The Sanford School of Public Policy established an undergraduate teaching award in Tifft's name last year.

Susan Tifft

Susan Tifft, a popular professor of journalism and public policy at Duke University from 1998 through 2009, died today at her home in Cambridge, Mass., after a 2½-year battle with uterine cancer. She was 59.

 

 "Susan was a wonderful educator, a brilliant mind, and an even dearer friend. We will sorely miss her presence in our lives," said Bruce Kuniholm, dean of the Sanford School of Public Policy at Duke.

 

 "She was a gifted writer who amazed all of us with her wit and clarity and as she narrated her courageous journey through a series of increasingly difficult cancer treatments," Kuniholm said. "But her greatest legacy is her consummate gift for teaching. She challenged and inspired her students, many of whom followed her example and pursued careers in journalism."

 

 Students consistently gave Tifft high marks in the classroom for her ability to challenge them, set high expectations and give them effective feedback. The Sanford School established an undergraduate teaching award in Tifft's name last year. The first award recipient is to be named at this year's graduation ceremony.

 

 "There is nothing Duke or Sanford could have done that would have pleased or honored me more," Tifft said at the time. "I have loved being a journalist and author, and still get a kick out of seeing my byline, but I have come to treasure teaching more. Nothing compares to the thrill of one mind meeting another, or the light bulb going off in a student's head."

 

 The Sanford School also has established in her honor the Susan E. Tifft Fund for Teaching and Mentorship, which will support research by students in classes offered by the school's DeWitt Wallace Center for Media and Democracy or students working with the center's faculty.

 

 Tifft, a 1973 Duke graduate and former young trustee, returned to campus in 1998 as the Eugene C. Patterson Professor of the Practice of Journalism at the DeWitt Wallace Center for Media and Democracy. She and her husband, Alex Jones, shared the Patterson chair until the fall of 2000, when Tifft became the sole Patterson professor.

 

 Tifft served as an adviser to The Chronicle, the Duke student newspaper, and also served on the advisory board of Duke Magazine since the board was created in 1983.

 

"At that time it was considered a bold thing to do to have professional journalists guide an alumni magazine," said editor Bob Bliwise, adding the magazine's quality is due in part to "Susan's consistent, strong-minded advice about the imperative to adhere to standards of professional journalism."
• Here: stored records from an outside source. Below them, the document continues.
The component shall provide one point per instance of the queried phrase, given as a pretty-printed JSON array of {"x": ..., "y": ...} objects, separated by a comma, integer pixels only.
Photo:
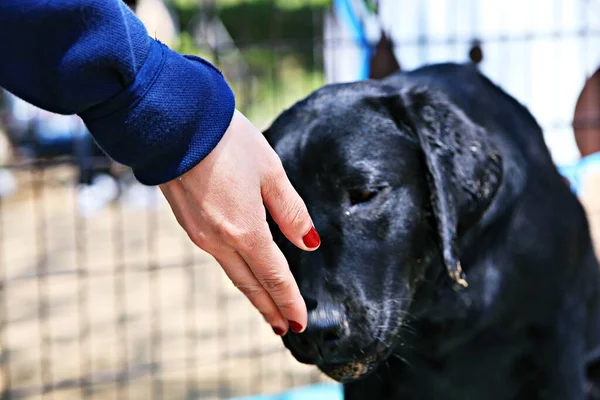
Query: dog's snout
[
  {"x": 326, "y": 326},
  {"x": 324, "y": 336}
]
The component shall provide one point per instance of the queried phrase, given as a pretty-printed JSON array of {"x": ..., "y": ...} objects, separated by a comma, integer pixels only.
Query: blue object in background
[
  {"x": 347, "y": 15},
  {"x": 575, "y": 172},
  {"x": 324, "y": 391}
]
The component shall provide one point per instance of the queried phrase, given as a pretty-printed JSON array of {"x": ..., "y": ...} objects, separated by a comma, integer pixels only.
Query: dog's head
[{"x": 392, "y": 178}]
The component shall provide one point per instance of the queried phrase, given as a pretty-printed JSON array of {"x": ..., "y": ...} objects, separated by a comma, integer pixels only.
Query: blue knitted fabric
[{"x": 147, "y": 106}]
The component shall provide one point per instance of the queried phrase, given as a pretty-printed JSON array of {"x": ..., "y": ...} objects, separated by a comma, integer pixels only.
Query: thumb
[{"x": 288, "y": 210}]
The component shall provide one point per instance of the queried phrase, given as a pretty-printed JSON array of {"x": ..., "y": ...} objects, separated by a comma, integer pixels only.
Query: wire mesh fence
[{"x": 119, "y": 304}]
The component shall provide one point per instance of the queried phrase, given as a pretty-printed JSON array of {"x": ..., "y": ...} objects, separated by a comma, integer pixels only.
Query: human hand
[{"x": 219, "y": 203}]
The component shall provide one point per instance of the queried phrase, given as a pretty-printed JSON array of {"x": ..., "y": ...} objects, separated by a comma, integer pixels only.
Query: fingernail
[
  {"x": 278, "y": 331},
  {"x": 296, "y": 327},
  {"x": 312, "y": 239}
]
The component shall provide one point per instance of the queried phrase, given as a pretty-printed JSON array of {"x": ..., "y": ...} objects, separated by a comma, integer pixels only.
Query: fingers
[
  {"x": 288, "y": 209},
  {"x": 269, "y": 285},
  {"x": 271, "y": 270},
  {"x": 242, "y": 277}
]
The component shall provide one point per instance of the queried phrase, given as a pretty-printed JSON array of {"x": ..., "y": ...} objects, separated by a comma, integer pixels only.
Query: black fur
[{"x": 455, "y": 263}]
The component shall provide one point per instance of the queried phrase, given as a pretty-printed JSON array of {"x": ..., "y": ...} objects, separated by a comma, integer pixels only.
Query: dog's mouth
[{"x": 345, "y": 372}]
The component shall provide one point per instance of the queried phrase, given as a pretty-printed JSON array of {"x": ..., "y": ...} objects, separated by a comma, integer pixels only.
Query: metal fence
[{"x": 119, "y": 304}]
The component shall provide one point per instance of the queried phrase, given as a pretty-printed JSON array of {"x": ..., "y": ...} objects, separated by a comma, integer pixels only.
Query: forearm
[{"x": 147, "y": 106}]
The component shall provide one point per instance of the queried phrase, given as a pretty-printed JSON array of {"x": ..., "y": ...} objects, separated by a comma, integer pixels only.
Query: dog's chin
[{"x": 356, "y": 369}]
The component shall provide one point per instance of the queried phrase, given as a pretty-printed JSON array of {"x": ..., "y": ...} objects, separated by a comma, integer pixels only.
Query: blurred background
[{"x": 102, "y": 294}]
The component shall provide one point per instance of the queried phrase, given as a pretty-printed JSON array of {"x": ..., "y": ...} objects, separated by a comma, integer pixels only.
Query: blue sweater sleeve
[{"x": 147, "y": 106}]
Tifft is the co-author, with Jones, of "The Trust: The Private and Powerful Family Behind The New York Times" (Little Brown, 1999), which won the A.M. Sperber Award for Exceptional Achievement in Writing and Research and was a finalist for the National Book Critics Circle Award in biography. Her first biography, also co-authored with Jones, was "The Patriarch: The Rise and Fall of the Bingham Dynasty," an acclaimed biography of the family behind the Louisville newspapers (Summit Books, 1991).

At the time of her diagnosis, she had begun work on a book about the longevity revolution and women's special place in it. After taking a medical leave, she returned to the classroom for the 2008-09 academic year.
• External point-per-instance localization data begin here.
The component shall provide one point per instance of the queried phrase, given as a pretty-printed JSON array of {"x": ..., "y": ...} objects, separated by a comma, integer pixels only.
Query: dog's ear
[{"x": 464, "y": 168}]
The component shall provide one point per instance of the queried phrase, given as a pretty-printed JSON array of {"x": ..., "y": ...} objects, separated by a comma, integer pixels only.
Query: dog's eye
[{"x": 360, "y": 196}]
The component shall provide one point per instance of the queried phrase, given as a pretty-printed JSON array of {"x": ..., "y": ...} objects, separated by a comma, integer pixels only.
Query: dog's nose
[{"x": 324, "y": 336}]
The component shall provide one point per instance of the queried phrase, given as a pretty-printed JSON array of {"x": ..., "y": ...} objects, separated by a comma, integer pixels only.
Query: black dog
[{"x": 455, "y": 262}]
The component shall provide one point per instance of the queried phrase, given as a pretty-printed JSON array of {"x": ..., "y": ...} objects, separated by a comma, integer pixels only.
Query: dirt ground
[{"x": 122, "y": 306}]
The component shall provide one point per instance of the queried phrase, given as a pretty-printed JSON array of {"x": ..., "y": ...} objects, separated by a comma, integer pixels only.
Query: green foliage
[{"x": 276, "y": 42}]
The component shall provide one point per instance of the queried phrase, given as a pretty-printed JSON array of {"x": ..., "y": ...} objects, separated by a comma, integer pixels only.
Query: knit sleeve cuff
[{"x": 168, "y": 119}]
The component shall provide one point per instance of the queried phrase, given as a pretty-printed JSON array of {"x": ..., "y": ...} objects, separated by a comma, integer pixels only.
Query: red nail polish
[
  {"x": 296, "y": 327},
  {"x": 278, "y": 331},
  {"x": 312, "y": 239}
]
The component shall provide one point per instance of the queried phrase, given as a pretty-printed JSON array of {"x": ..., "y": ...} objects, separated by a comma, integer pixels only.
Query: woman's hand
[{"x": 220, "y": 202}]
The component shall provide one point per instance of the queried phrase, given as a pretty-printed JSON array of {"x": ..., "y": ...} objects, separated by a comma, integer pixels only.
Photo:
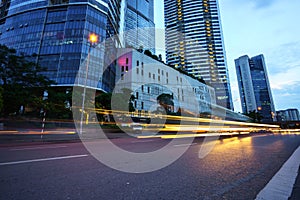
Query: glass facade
[
  {"x": 139, "y": 24},
  {"x": 57, "y": 31},
  {"x": 255, "y": 91},
  {"x": 194, "y": 43}
]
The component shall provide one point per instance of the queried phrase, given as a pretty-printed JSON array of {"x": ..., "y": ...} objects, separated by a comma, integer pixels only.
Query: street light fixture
[{"x": 93, "y": 39}]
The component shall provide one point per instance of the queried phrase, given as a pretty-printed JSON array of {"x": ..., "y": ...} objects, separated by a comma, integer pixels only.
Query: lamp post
[{"x": 93, "y": 39}]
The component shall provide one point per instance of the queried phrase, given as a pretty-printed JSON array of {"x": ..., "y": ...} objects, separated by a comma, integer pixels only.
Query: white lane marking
[
  {"x": 281, "y": 185},
  {"x": 42, "y": 159},
  {"x": 183, "y": 145},
  {"x": 142, "y": 141},
  {"x": 34, "y": 148}
]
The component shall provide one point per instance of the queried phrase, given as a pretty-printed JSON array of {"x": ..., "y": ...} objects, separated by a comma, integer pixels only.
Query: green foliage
[{"x": 21, "y": 80}]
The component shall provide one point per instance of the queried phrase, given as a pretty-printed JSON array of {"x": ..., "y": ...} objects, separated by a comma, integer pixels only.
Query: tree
[{"x": 21, "y": 80}]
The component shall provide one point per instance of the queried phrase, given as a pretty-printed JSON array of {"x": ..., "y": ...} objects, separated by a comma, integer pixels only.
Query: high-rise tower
[
  {"x": 254, "y": 86},
  {"x": 139, "y": 24},
  {"x": 194, "y": 43},
  {"x": 57, "y": 31}
]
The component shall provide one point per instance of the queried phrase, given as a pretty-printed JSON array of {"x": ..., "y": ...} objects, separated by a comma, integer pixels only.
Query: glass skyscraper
[
  {"x": 194, "y": 43},
  {"x": 254, "y": 86},
  {"x": 57, "y": 32},
  {"x": 139, "y": 24}
]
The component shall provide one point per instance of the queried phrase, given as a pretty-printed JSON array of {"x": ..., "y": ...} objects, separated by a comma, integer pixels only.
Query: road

From 1982 to 1991 she was a national writer and associate editor for TIME Magazine, where she wrote major articles on politics, economics, foreign affairs and education.

Before becoming a journalist, Tifft was a press secretary for the Federal Election Commission and the 1980 Democratic National Convention, and a speechwriter for the Carter-Mondale campaign. She also served as director of public affairs for the Urban Institute.